Der einstmals große technische Schwierigkeiten bereitende Wechsel der ursprünglich sechzehn verschiedenen Bühnenbilder wurde durch eine feste Szene mit sparsamsten Änderungen ersetzt, die aber trotzdem die örtlichen Wandlungen des Geschehens eindeutig kennzeichneten. Symbole werden heute sofort richtig erfaßt und wirken weit eindrucksvoller als überholter, banaler Naturalismus. Squarzina wagte hier manch kühne Neuerung und stellte sich damit in die erste Reihe der wenigen italienischen Opernregis-

seure, die wirklich neue Wege suchen. Er verlieh dem Chor, der in den „Lombardi“ ein tragendes Element bildet, die führende Rolle wie im antiken Drama, indem er ihn auf zwei Tribünen postiert und während des ganzen Stückes auf der Bühne beläßt. Der religiöse Hintergrund der Handlung wurde sinnvoll dadurch angedeutet, daß die Choristen als Mönche und Nonnen gekleidet waren, und die Solvisten auf einem die Mitte der Bühne ausfüllenden Aufbau in der Form eines riesigen Kreuzes agierten.

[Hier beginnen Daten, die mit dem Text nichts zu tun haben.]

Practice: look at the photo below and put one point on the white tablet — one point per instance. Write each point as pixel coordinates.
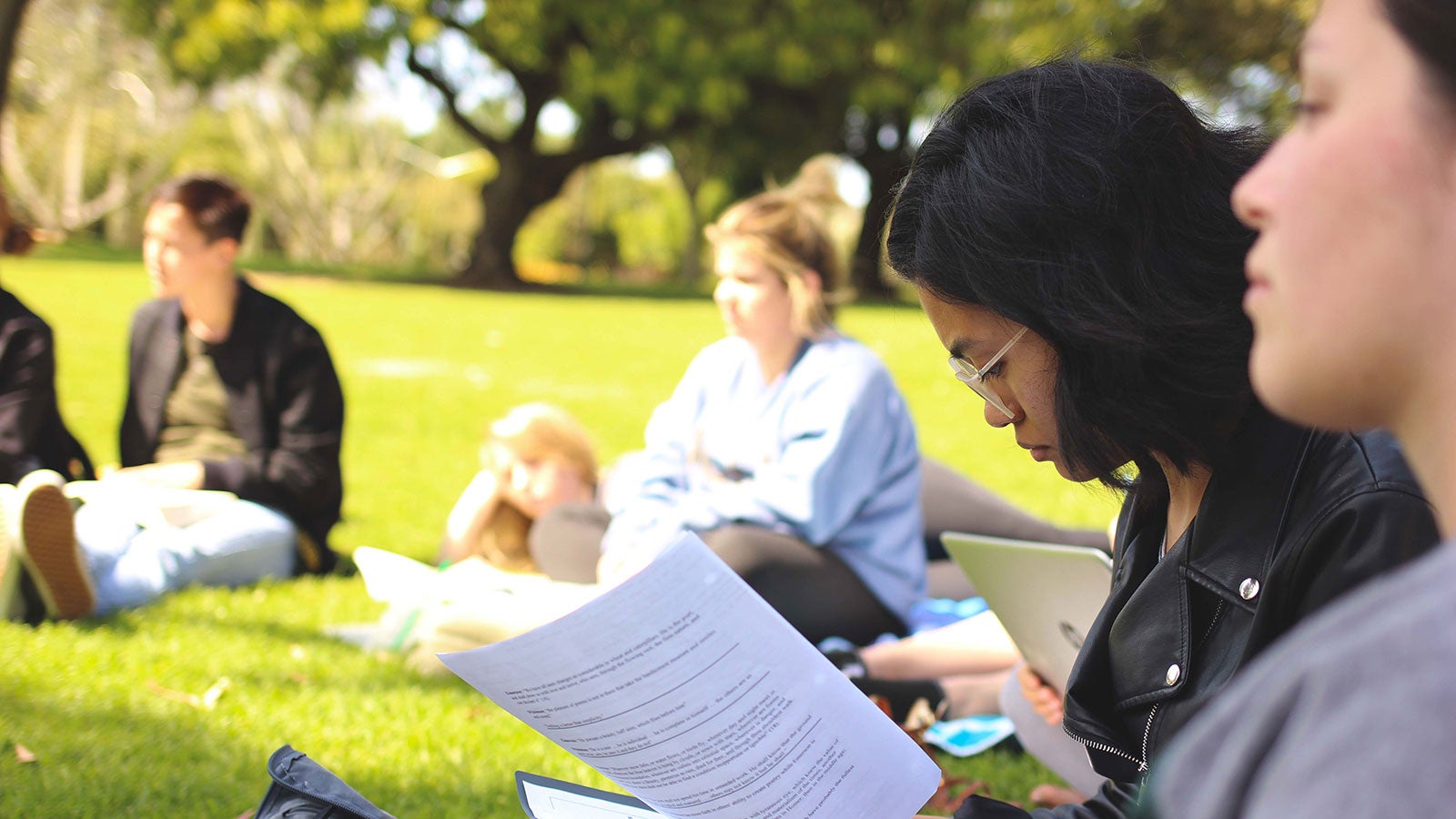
(1046, 595)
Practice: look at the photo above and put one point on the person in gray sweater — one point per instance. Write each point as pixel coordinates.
(1353, 298)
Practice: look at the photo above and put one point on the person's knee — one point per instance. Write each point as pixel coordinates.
(740, 547)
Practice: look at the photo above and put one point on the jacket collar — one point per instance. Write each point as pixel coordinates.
(1147, 618)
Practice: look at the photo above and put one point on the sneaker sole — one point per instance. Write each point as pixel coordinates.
(50, 551)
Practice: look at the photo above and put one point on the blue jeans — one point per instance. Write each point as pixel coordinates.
(130, 564)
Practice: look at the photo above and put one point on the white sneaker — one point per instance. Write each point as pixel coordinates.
(12, 603)
(48, 548)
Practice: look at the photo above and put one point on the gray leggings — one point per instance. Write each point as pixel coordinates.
(810, 586)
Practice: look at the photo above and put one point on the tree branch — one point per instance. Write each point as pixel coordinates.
(451, 102)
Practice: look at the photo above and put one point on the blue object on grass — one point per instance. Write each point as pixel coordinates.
(943, 611)
(968, 734)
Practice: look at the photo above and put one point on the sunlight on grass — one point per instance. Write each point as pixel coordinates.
(102, 704)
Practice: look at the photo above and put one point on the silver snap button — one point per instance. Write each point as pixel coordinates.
(1249, 589)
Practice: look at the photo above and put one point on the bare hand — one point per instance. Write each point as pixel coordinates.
(178, 474)
(1043, 698)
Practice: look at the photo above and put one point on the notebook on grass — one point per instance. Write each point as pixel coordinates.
(1046, 595)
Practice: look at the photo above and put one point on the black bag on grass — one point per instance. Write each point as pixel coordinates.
(302, 789)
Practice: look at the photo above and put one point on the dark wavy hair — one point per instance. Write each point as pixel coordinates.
(1429, 28)
(217, 207)
(1087, 201)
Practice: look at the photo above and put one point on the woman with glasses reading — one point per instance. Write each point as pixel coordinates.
(1067, 229)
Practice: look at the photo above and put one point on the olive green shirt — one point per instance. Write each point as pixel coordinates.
(196, 426)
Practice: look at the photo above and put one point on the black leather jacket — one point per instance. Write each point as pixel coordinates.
(33, 435)
(283, 399)
(1290, 521)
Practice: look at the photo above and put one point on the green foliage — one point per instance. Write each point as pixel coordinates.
(111, 709)
(609, 219)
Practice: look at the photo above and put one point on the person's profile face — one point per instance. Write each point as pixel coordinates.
(1024, 378)
(536, 486)
(177, 254)
(752, 298)
(1354, 208)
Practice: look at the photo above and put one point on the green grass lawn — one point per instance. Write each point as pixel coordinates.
(113, 709)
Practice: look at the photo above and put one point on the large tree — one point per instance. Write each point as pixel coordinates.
(739, 91)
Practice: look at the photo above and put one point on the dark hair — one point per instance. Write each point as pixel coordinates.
(1429, 28)
(216, 206)
(1089, 203)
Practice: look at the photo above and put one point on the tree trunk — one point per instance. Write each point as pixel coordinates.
(885, 167)
(524, 182)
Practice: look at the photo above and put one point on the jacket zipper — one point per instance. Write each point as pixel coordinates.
(1142, 765)
(1148, 732)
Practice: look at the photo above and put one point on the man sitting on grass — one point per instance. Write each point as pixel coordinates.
(228, 389)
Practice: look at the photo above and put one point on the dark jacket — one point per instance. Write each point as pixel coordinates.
(33, 435)
(283, 399)
(1290, 521)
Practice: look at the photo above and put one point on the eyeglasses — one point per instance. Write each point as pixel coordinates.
(975, 378)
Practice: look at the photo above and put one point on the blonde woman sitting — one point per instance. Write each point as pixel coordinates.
(533, 460)
(487, 588)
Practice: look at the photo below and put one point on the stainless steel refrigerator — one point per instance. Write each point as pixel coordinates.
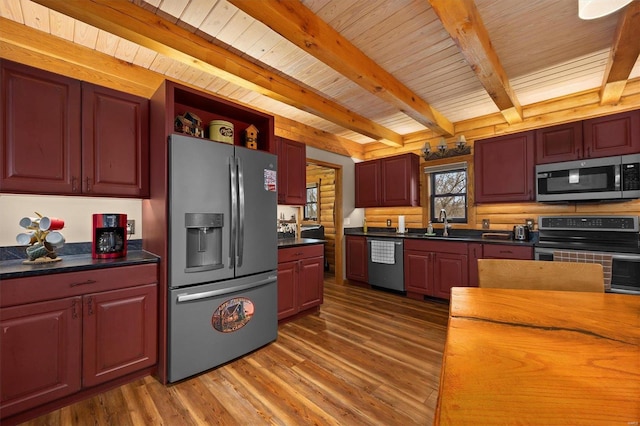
(222, 253)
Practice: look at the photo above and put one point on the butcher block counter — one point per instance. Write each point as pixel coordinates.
(540, 357)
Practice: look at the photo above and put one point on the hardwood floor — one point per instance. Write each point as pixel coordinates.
(367, 358)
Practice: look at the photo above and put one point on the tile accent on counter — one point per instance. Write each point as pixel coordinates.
(606, 260)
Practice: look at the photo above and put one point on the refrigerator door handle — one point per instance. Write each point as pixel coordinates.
(240, 247)
(234, 206)
(186, 297)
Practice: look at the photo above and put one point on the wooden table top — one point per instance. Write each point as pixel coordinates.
(540, 357)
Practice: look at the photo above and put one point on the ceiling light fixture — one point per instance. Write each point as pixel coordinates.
(593, 9)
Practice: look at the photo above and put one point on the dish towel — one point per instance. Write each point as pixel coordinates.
(606, 260)
(383, 252)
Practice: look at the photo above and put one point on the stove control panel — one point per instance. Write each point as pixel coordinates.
(587, 223)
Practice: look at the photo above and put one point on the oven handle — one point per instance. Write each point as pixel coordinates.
(186, 297)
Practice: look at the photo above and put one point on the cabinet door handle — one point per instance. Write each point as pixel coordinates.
(83, 283)
(74, 309)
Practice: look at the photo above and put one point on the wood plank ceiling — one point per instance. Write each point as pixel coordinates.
(364, 70)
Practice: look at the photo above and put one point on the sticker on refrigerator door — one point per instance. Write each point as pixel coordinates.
(270, 179)
(232, 314)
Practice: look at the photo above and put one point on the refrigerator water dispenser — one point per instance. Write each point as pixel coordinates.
(204, 241)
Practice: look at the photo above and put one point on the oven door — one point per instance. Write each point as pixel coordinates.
(592, 179)
(625, 269)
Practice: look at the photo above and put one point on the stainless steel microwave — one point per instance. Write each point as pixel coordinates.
(608, 178)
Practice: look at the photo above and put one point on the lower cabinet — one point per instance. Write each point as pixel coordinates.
(494, 251)
(356, 258)
(300, 279)
(433, 268)
(63, 338)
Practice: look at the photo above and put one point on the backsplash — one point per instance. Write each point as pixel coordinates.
(18, 252)
(76, 212)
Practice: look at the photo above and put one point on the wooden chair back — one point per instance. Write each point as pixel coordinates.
(540, 275)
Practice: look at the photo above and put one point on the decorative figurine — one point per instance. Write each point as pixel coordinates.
(190, 124)
(41, 237)
(251, 137)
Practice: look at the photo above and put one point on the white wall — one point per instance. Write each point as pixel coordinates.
(75, 211)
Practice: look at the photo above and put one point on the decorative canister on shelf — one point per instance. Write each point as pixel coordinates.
(221, 131)
(251, 137)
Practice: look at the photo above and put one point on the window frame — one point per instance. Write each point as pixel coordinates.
(439, 170)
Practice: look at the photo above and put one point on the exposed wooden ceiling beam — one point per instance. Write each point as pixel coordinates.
(623, 56)
(463, 23)
(298, 24)
(133, 23)
(35, 48)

Gianandrea Gavazzeni, der nach längerer Abwesenheit wieder am Pult der römischen Oper erschien, war als äußerst sorgsamer Leiter des mit Verve spielenden Orchesters auf strenge Werktreue bedacht. Obwohl er in der Partitur kaum Striche vorgenommen hatte, erreichte die Aufführung dank der straffen szenischen und stilistischen Behandlung ein Höchstmaß an Konzentration und Einheit, das ihr neben den prachtvollen Stimmen (besonders hervorzuheben Renata Scotto, Ruggero Raimondi und Luciano Pavarotti) zu dem durchschlagenden Erfolg verhalf. Sie dürfte zu einem neuen Markstein in der Verdi-Renaissance werden und das Werk würdig in die Reihe der in den letzten Jahrzehnten wiedererweckten Opern des Meisters von Parma eingliedern.